Surprisingly (or not; I don’t really know much about Wallace), these pitfalls are largely avoided. Wallace writes as someone who gives a damn about math, is irritated by shallow and off-the-point A Beautiful Mind-esque portraits of mathematicians, and really wants to get across the essential issues and elegant theorems of mathematical infinity. He’s working with some handicaps, of course, most notably that the audience he’s writing to is going to a) have wildly different levels of mathematical background (the book putatively requires nothing more than high-school pre-calculus), which b) are almost always rather less than they need to be to really understand the technical bits he needs to talk about.
Pleasantly, Wallace is rather open in his pedagogical approach; he remarks frankly about the explanatory trade-offs he’s making, he admits when he’s lying to children, he tries to stuff in as much footnotical clarification and expansion as he can without totally disrupting the main text, and when it’s required, he’s not afraid to roll up his sleeves and slog through a thicket of equations.
I’m unsure as to how successful he is, though. I’m basically his ideal reader — with four or five semesters of college math, I’m well-educated enough to understand most of the background he needs me to understand, but not so well-educated that I’m bored by his low-level explanation of the subject. Despite this, I still got bogged down at the end, when he got to Cantor and the math got more technical. I read through it, and understood it on some superficial level, but I didn’t actually get it in the way that perhaps I should have gotten it.
Then again, I’m a bit of a lazy reader, when I’m reading for un-work-related pleasure, so I didn’t work my way through the proofs in detail until they clicked, which may be my fault as much as Wallace’s.

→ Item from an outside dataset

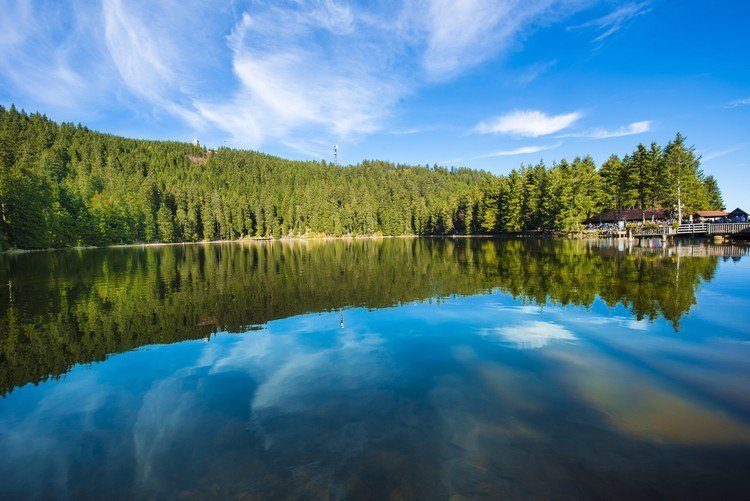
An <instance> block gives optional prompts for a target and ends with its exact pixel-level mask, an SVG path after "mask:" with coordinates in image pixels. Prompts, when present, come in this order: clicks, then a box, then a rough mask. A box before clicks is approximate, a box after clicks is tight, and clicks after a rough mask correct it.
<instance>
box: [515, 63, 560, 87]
mask: <svg viewBox="0 0 750 501" xmlns="http://www.w3.org/2000/svg"><path fill="white" fill-rule="evenodd" d="M555 66H557V60H556V59H553V60H551V61H545V62H541V63H536V64H532V65H531V66H529V67H528V68H524V69H523V70H522V71H521V72H520V73H519V75H518V76H517V77H516V83H517V84H518V85H528V84H530V83H531V82H533V81H534V80H536V79H537V78H539V77H540V76H542V75H544V74H545V73H547V72H548V71H550V70H551V69H552V68H554V67H555Z"/></svg>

Still, I suspect my reading style is going to be the one that most readers bring; a more studious approach is only going to be widely found where grades are involved, and often not even then.
Despite that problem, though, I did find the book fascinating up until it got to Cantor — the actual historical bits were great. Wallace traces the concept of infinity, the problems it presents, and the uses it enables, from the Greeks through the Middle Ages, to the development of calculus, and from there to the 19th century. If you’ve got a decent calculus background, almost all of it will be entirely comprehensible and lucid; and because infinity is such a narrowly-focused (yet broadly applicable) topic, Everything and More doesn’t feel like Yet Another Survey Text, either.
Its distinctness is only enhanced by Wallace’s narrative voice, which I find myself deeply fond of. He writes very much like Neal Stephenson (to the point where I have to work to remind myself that they’re not actually the same person — or are they? (No.)), which is a good thing, particularly when dealing with such a potentially-dry topic as mathematics; Thomas and Finney should take lessons.
I generally like to end my entries with a vague sort of read-it-or-not recommendation, but Everything and More is idiosyncratically different enough that I couldn’t possibly make any broad recommendation. I suppose I could address all my readers individually (Chad: I think you’d like it; Kate: I doubt it; Bruce: I think you already read it; Novak: give it a whirl; Trent: probably not; Nathan: fuck if I know), but there’s a chance that I have more than the half-dozen readers I could address one-by-one, so that option isn’t especially practical. So I’ll say generically, if you think you might like it, you probably would; if you know you wouldn’t, you certainly wouldn’t. There.